Le rapport définitif sera publié après une consultation publique d’une durée d’un mois. Enfin, CTNBio rédigera une proposition de loi qui sera transmise aux pouvoirs publics.
Pour M. Alexandre Nepomuceno, chercheur de l’Embrapa (Entreprise brésilienne de recherche agricole) et spécialiste du CTNBio, la loi sur la biosécurité de 2005 est aujourd’hui dépassée. Ces nouvelles biotechnologies vertes ont très récentes, mais « la loi a laissé une ouverture ». Elle évoque les mutations transgéniques, avec transfert de gène d’un organisme à l’autre.
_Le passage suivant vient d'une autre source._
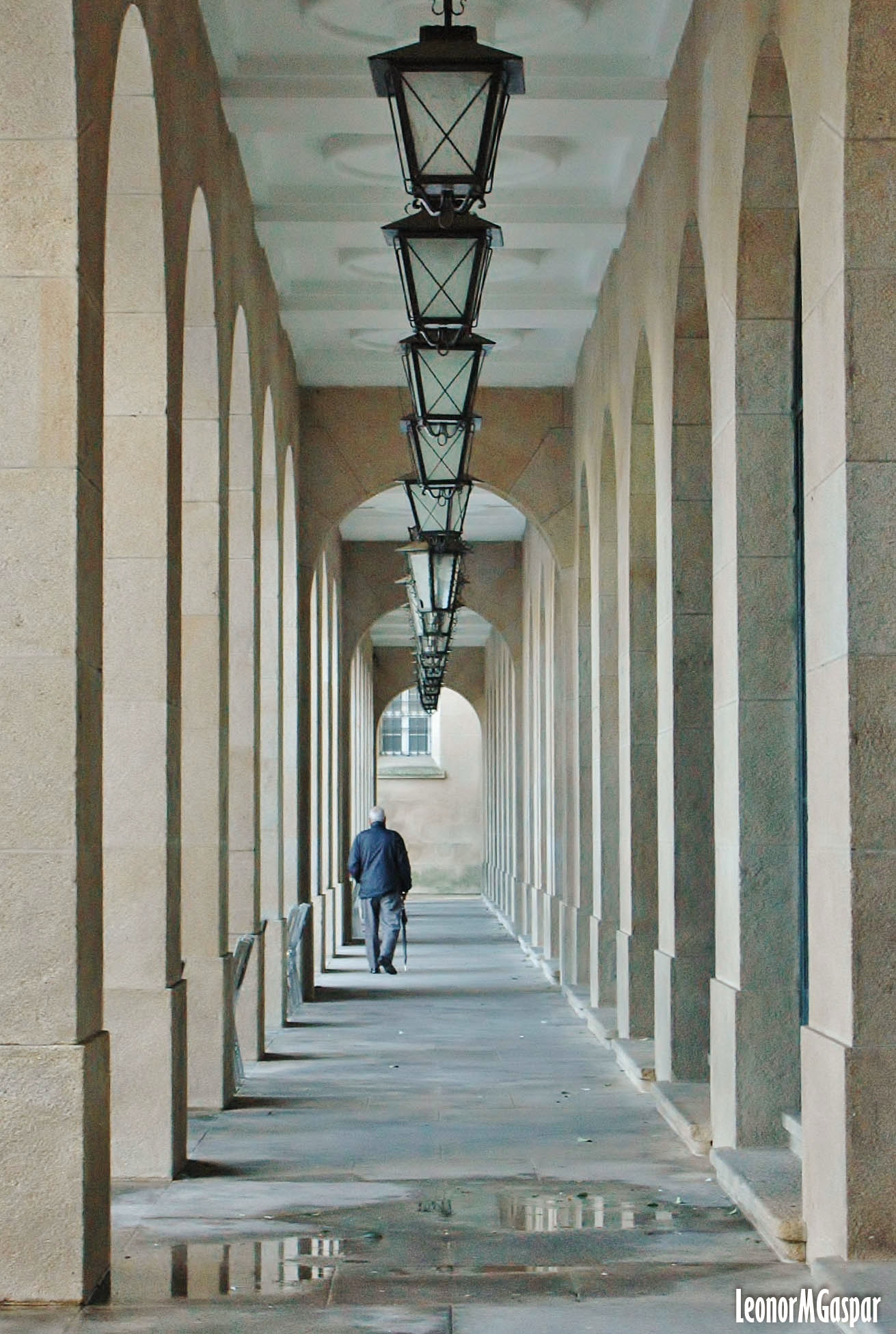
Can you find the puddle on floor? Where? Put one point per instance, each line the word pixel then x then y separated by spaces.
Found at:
pixel 206 1270
pixel 489 1230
Les plantes issues de la mutagenèse ne sont pas règlementées par la loi de 2005.
La tendance au Brésil sera de suivre les positions prises par l’Argentine ou les États-Unis. Si une simple mutation, qui aurait pu se produire de manière naturelle ou par mutagenèse à la suite d’une irradiation, elle ne sera pas considérée comme OGM. La position personnelle de M. Nepomuceno est « qu’une plante n’est pas considérée comme OGM s’il n’y a pas eu insertion d’un gène étranger ».
M. Luiz Antonio Gonçalves Rodrigues de Souza, ingénieur agronome, fonctionnaire au ministère de l’agriculture brésilien, rappelle que l’article 36 de la loi sur la biosécurité définit ce qu’est un OGM, « il s’agit de toute modification d’ADN par toute technique ». Cette définition est très différente de la définition européenne ou américaine qui limite les OGM à des transferts de gènes d’une espèce à une autre. Beaucoup d’experts ont déjà estimé que cette loi couvre les nouvelles générations de techniques, mais il n’y a pas de consensus sur cette question au Brésil et il attend de connaître les propositions du groupe de travail du CNTBio pour savoir s’il faut ou non modifier la loi.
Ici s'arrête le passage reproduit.